The Watsons Go to Birmingham—1963 Writing Style

Exaggerated, Episodic

Kenny just loves to exaggerate, and that makes for some pretty interesting descriptions along the way. But because this kid has such a vivid imagination, we as readers have to stop and decode Kenny's exaggerations to figure out what's really going on. Here are a few of our favorite descriptions a la Kenny:

• "It was so cold that if you spit, the slob would be an ice cube before it hit the ground. It was about a zillion degrees below zero" (1.2).
• "I didn't see it, but I bet Byron's lips stretched a mile before they finally let go of that mirror" (1.144).
• "About a million fingers pointed at the new kids and a million laughs almost knocked them over" (2.52).
• "Momma and Dad had threatened to send Byron to Grandma Sands about a million times, but we never thought it would happen. [...] The first reason was that Alabama was about two million miles from Flint" (8.177).

And there are a zillion more examples where those came from.

Episode One

You might have noticed that Watsons isn't told as one continuous chain of events. Instead, the author gives us a bunch of individual episodes from the Watsons' lives. Each of these events add up to the necessary trip to Birmingham in the summer of 1963 to dump—um, drop off—Byron.

In one chapter we learn about the dinosaur war, in another the stolen gloves, in another the bird assassination, in another the conk—the list goes on. Each event doesn't really lead to or cause the next, and sometimes we get the feeling that several weeks or even months might have passed between chapters.

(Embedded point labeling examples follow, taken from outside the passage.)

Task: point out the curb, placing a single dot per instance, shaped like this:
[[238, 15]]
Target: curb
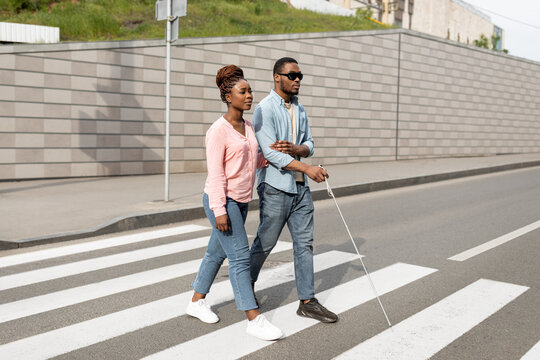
[[134, 222]]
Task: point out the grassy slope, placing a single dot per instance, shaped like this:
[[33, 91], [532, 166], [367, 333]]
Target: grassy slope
[[90, 20]]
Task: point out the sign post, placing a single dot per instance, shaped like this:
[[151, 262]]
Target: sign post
[[169, 10]]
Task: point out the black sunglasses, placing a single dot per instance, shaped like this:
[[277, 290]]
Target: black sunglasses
[[293, 76]]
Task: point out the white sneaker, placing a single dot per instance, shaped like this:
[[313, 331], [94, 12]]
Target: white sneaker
[[201, 310], [263, 329]]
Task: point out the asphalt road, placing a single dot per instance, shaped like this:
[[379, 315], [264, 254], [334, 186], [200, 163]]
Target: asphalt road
[[118, 302]]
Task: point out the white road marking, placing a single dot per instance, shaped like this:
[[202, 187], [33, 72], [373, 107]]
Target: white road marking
[[427, 332], [96, 245], [79, 267], [73, 337], [533, 353], [232, 342], [465, 255], [38, 304]]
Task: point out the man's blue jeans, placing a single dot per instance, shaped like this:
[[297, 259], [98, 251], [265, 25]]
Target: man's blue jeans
[[232, 245], [278, 208]]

The nice thing about this style is that we just get to read the interesting parts of the story. The author skips over all the weeks when the Watsons are just a regular old family going to school and eating dinner and doing homework. Instead, he goes straight to the Weird Watson moments, like when someone has his lips stuck to a car or is setting parachutes on fire in the bathroom. You know, the juicy stuff.